Le centenaire des Territoires du Nord-Ouest

Le 23 juin 1870, un décret impérial autorise le transfert d’un territoire de l’Amérique du Nord, qui était sous l’autorité de la Compagnie de la Baie d’Hudson, au nouveau Dominion du Canada. Ce vaste territoire est alors renommé « The North-West Territories » (Territoires du Nord-Ouest) et comprend tout le territoire du Yukon, l’Alberta, la Saskatchewan et certaines parties des Territoires du Nord-Ouest, du Nunavut, du Manitoba, de l’Ontario, du Québec et de Terre-Neuve-et-Labrador.
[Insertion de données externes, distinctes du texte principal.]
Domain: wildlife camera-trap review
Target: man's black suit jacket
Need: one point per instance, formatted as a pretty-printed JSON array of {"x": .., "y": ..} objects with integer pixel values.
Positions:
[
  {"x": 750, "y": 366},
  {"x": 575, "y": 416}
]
L’orthographe du nom change pour « Northwest Territories » en 1906 grâce à l’adoption de la Loi sur les Territoires du Nord-Ouest.

En 1970, à l’occasion du 100e anniversaire de la création des Territoires du Nord-Ouest, plusieurs événements spéciaux ont lieu : la visite royale de la reine Élisabeth II; une reconstitution du célèbre trajet de 800 km effectué par la patrouille en traîneau à chiens de la Gendarmerie royale, entre Fort McPherson et Dawson City; une fouille archéologique de Old Fort Providence; des livraisons spéciales du courrier en traîneau à chiens; une course en canots sur le fleuve Mackenzie, de Fort Providence à Inuvik; les premiers Jeux d’hiver de l’Arctique; la compétition de ski Top-of-the-World et la conception de la plaque d’immatriculation originale en forme d’ours polaire.

Georgina Blondin se fait la porte-parole de nombreux résidents lorsqu’elle questionne le commissaire Stuart Hodgson et remet en cause l’importance de ce centenaire aux yeux des Autochtones : « Pourquoi l’année 1970 est-elle importante? Un siècle, c’est bien peu quand on occupe ces terres depuis des milliers d’années. » Par sa réponse, M. Hodgson permet aux Territoires du Nord-Ouest d’acquérir une place de choix au sein de la nation canadienne : « Voilà cent ans que les marchands de fourrures britanniques, la Compagnie de la Baie d’Hudson, a renoncé à gouverner la Terre de Rupert. Cette année marque aussi celle où tous les programmes fédéraux nous [au gouvernement des TNO] sont transférés et celle où le Nord fait son entrée comme entité que le reste du pays doit considérer avec sérieux. » Pour l’occasion, M. Hodgson exprime le souhait de ne pas répercuter le coût des célébrations sur les résidents, tant que ceux-ci y voient l’occasion de se réunir et de fêter le Nord.